His engagement with the military began in 1992, when General Feisal Tanjung invited him to teach management at the Indonesian Army Command and General Staff College. Over the years, Ermaya became a lecturer across numerous military institutions, including the Armed Forces Command and General Staff College, the Indonesian National Police Leadership and General Staff College, and several training centers of the Indonesian Army. He also held the academic position of the Director of the Postgraduate Program at the Satyagama University in Jakarta.

In light of the fall of Suharto and demands to reduce political intervention of the central government, Minister of Home Affairs Soerjadi Soedirdja announced the dissolution of the Directorate General of Socio-Political Affairs.
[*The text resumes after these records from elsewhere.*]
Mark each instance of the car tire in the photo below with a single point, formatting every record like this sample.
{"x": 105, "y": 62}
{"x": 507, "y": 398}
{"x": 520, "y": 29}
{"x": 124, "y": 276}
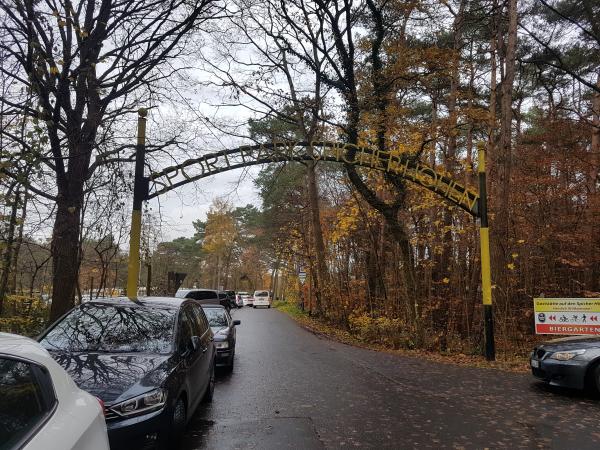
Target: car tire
{"x": 596, "y": 379}
{"x": 229, "y": 367}
{"x": 210, "y": 389}
{"x": 176, "y": 428}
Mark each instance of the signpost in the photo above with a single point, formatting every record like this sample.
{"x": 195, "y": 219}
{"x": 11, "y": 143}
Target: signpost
{"x": 568, "y": 316}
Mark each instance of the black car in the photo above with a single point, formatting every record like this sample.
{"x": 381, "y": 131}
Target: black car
{"x": 151, "y": 362}
{"x": 206, "y": 296}
{"x": 572, "y": 362}
{"x": 223, "y": 327}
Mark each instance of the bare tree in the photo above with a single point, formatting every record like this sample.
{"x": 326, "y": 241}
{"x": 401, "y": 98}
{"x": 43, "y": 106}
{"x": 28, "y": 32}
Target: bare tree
{"x": 87, "y": 63}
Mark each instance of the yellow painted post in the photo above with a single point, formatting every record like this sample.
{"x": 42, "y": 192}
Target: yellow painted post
{"x": 140, "y": 193}
{"x": 486, "y": 273}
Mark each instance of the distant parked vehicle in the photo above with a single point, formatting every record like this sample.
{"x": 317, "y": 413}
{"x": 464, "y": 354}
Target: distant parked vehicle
{"x": 223, "y": 327}
{"x": 203, "y": 296}
{"x": 151, "y": 362}
{"x": 40, "y": 405}
{"x": 231, "y": 297}
{"x": 261, "y": 298}
{"x": 247, "y": 299}
{"x": 239, "y": 299}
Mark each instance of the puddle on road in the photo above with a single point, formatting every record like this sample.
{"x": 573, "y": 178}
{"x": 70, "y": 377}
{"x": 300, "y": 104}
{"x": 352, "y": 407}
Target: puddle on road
{"x": 264, "y": 434}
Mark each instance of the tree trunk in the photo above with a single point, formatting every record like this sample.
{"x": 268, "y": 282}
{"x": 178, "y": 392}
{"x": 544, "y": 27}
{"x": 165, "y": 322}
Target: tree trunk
{"x": 65, "y": 254}
{"x": 322, "y": 277}
{"x": 506, "y": 120}
{"x": 7, "y": 257}
{"x": 12, "y": 282}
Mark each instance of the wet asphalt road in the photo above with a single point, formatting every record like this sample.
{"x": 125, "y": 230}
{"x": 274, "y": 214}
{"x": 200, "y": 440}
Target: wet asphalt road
{"x": 293, "y": 389}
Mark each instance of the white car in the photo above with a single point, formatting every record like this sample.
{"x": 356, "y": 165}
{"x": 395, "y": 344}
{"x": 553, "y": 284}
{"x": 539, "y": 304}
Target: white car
{"x": 261, "y": 298}
{"x": 41, "y": 407}
{"x": 246, "y": 298}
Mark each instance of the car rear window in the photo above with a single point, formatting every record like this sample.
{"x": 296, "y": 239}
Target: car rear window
{"x": 112, "y": 329}
{"x": 217, "y": 317}
{"x": 202, "y": 295}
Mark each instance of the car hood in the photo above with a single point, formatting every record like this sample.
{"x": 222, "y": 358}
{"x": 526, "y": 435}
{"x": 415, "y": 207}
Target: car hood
{"x": 114, "y": 377}
{"x": 571, "y": 343}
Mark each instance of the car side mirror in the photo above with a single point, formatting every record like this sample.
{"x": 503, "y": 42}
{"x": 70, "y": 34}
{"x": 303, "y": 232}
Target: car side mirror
{"x": 195, "y": 343}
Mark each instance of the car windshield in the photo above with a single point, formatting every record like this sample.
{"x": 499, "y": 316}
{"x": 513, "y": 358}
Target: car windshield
{"x": 217, "y": 317}
{"x": 112, "y": 329}
{"x": 201, "y": 295}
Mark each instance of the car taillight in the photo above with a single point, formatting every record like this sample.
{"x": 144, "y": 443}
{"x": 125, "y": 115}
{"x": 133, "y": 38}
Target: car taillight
{"x": 101, "y": 405}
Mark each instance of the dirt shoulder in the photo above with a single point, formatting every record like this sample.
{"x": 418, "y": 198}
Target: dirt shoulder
{"x": 516, "y": 362}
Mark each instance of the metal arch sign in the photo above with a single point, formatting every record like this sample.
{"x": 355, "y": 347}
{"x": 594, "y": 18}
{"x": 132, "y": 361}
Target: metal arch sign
{"x": 386, "y": 161}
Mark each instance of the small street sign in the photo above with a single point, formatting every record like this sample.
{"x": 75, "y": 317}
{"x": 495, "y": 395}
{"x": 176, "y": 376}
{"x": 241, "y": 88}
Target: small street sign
{"x": 302, "y": 276}
{"x": 569, "y": 316}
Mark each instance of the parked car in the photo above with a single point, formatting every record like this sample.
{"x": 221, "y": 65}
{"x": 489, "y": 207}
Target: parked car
{"x": 247, "y": 299}
{"x": 210, "y": 296}
{"x": 231, "y": 297}
{"x": 261, "y": 298}
{"x": 239, "y": 301}
{"x": 572, "y": 362}
{"x": 40, "y": 405}
{"x": 150, "y": 361}
{"x": 223, "y": 327}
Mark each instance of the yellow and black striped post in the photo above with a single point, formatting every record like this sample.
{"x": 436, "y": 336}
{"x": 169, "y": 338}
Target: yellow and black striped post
{"x": 140, "y": 187}
{"x": 486, "y": 275}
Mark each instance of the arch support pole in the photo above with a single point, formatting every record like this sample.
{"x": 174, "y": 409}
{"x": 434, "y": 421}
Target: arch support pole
{"x": 486, "y": 275}
{"x": 140, "y": 192}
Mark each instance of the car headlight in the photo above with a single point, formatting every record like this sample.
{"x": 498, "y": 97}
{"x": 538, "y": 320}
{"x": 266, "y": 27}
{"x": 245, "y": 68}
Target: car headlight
{"x": 150, "y": 401}
{"x": 566, "y": 356}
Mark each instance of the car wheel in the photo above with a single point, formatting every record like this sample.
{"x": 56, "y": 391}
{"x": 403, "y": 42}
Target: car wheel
{"x": 210, "y": 389}
{"x": 229, "y": 367}
{"x": 175, "y": 432}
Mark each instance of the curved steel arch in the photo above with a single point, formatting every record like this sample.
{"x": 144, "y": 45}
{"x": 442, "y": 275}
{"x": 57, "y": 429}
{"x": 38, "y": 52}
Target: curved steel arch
{"x": 249, "y": 155}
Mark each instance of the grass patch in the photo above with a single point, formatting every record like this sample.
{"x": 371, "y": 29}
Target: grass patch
{"x": 291, "y": 309}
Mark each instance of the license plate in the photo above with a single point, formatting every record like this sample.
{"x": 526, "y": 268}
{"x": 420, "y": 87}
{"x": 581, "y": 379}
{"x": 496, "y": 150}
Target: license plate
{"x": 535, "y": 364}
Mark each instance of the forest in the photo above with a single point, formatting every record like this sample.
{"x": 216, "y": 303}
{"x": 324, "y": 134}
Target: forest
{"x": 385, "y": 259}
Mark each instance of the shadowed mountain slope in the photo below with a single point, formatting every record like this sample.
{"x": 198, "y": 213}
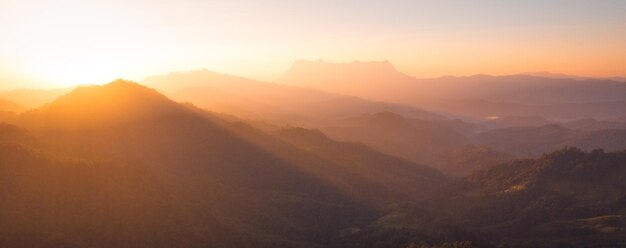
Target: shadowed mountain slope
{"x": 267, "y": 101}
{"x": 139, "y": 170}
{"x": 534, "y": 141}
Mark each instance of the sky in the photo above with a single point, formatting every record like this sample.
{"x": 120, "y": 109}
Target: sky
{"x": 58, "y": 43}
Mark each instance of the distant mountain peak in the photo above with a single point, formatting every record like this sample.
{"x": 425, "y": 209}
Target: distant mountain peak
{"x": 302, "y": 64}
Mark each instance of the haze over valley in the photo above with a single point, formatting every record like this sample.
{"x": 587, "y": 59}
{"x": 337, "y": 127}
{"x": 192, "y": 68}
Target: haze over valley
{"x": 422, "y": 124}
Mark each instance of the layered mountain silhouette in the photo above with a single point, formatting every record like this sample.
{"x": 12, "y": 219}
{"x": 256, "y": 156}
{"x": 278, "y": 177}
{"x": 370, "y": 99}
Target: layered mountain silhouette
{"x": 534, "y": 141}
{"x": 268, "y": 101}
{"x": 122, "y": 165}
{"x": 325, "y": 157}
{"x": 414, "y": 139}
{"x": 477, "y": 96}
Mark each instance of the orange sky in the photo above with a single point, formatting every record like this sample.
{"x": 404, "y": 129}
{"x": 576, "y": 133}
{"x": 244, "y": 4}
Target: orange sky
{"x": 60, "y": 43}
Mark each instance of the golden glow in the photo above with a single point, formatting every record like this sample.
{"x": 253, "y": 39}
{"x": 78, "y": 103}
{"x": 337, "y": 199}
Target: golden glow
{"x": 68, "y": 42}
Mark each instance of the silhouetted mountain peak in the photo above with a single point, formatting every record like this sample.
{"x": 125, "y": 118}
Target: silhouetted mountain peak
{"x": 384, "y": 65}
{"x": 120, "y": 101}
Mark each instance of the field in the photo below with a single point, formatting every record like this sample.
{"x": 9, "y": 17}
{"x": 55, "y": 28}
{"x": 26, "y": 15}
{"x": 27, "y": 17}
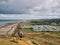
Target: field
{"x": 33, "y": 38}
{"x": 42, "y": 38}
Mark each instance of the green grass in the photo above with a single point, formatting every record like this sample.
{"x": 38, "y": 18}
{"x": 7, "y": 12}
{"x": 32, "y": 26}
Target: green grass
{"x": 27, "y": 30}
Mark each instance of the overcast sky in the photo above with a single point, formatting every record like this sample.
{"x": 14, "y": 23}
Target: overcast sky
{"x": 29, "y": 9}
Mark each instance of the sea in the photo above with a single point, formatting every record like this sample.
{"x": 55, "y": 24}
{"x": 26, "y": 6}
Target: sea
{"x": 2, "y": 22}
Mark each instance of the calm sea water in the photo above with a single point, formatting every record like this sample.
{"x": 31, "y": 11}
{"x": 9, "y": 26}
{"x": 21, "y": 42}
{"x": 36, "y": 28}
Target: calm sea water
{"x": 2, "y": 22}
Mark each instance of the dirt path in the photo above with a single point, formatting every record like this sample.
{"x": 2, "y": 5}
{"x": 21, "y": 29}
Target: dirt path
{"x": 27, "y": 42}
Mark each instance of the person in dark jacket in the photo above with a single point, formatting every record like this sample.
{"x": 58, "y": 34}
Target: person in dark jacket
{"x": 20, "y": 34}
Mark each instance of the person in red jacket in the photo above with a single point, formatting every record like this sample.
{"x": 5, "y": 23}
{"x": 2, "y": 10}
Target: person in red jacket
{"x": 20, "y": 34}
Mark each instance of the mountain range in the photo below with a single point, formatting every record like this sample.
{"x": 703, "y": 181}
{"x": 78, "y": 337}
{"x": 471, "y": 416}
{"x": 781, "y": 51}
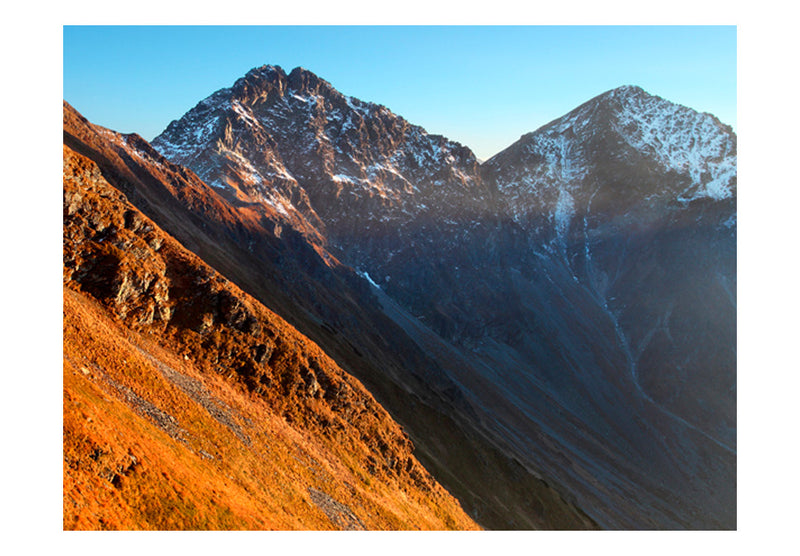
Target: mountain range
{"x": 549, "y": 335}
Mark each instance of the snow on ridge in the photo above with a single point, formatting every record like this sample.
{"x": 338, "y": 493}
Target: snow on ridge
{"x": 368, "y": 278}
{"x": 682, "y": 140}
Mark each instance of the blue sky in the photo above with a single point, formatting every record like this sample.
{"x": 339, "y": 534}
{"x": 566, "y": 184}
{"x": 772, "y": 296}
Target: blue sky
{"x": 481, "y": 86}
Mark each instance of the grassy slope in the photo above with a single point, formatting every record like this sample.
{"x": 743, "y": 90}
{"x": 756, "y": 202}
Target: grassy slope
{"x": 155, "y": 437}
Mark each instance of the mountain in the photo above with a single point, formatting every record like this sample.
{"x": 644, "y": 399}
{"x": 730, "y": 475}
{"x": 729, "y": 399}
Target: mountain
{"x": 335, "y": 308}
{"x": 188, "y": 405}
{"x": 555, "y": 328}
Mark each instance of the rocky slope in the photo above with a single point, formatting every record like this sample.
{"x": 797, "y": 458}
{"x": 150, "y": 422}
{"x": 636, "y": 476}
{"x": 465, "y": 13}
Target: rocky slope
{"x": 555, "y": 328}
{"x": 579, "y": 287}
{"x": 188, "y": 405}
{"x": 288, "y": 270}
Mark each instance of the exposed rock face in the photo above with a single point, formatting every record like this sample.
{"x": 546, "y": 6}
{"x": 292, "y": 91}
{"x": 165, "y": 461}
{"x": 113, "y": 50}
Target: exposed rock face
{"x": 572, "y": 299}
{"x": 292, "y": 272}
{"x": 153, "y": 285}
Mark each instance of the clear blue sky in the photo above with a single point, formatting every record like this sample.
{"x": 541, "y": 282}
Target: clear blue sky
{"x": 481, "y": 86}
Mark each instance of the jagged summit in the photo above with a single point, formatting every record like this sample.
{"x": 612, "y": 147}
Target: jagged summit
{"x": 566, "y": 275}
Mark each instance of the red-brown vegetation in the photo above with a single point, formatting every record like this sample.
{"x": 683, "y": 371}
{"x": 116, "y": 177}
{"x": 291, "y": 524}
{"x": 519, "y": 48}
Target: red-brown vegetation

The Directorate General of National Unity and Societal Protection was established in its place, and Ermaya was entrusted to lead the new agency on 3 March 2000. As director-general, Ermaya oversaw the abolishment of social-political offices, which acted as the Directorate General of Socio-Political Affairs representative offices in regions in Indonesia. Unlike the old directorate general, the new directorate general was only responsible in supervising and facilitating political affairs. He was replaced from the position by Muhanto A. Q. on 14 February 2001, a few weeks after he was announced as the Governor of the National Resilience Institute.

== Governor of the National Resilience Institute ==
On 15 February 2001, at the age of 47, Ermaya was appointed Governor of the National Resilience Institute, becoming the first civilian to lead the institute since its founding in 1965. His nomination, initially for the role of vice governor, came from then Minister of Defense Mahfud MD. Prior to his appointment, National Resilience Institute had been led exclusively by military generals, mostly from the Army. Suradinata's leadership marked a paradigm shift and symbolized the detachment of the institute from the defense department. He sought to reposition National Resilience Institute into national institution focusing on resilience from a civilian and multidimensional perspective. Ermaya also expanded National Resilience Institute' academic and intellectual framework to include a wider array of stakeholders. He also re-focused the institute to include a wide array of national issues and opened up internal discourse.

== Later career ==
After leading the National Resilience Institute, Ermaya joined the President University Foundation and became its rector. He held this position until 5 September 2012. In 2013, Ermaya became the deputy rector of the Institute of Home Governance Affairs, serving under rector Suhajar Diantoro. Suhajar became the expert staff of home affairs minister Tjahjo Kumolo on 1 July 2015 and Ermaya took over his duties as acting rector. A week after becoming acting rector, Ermaya gathered all officials in the institute in a "consolidation meeting". He permanently assumed the office on 7 August. According to Ermaya, he had held at least 49 different positions by the time he was appointed as rector.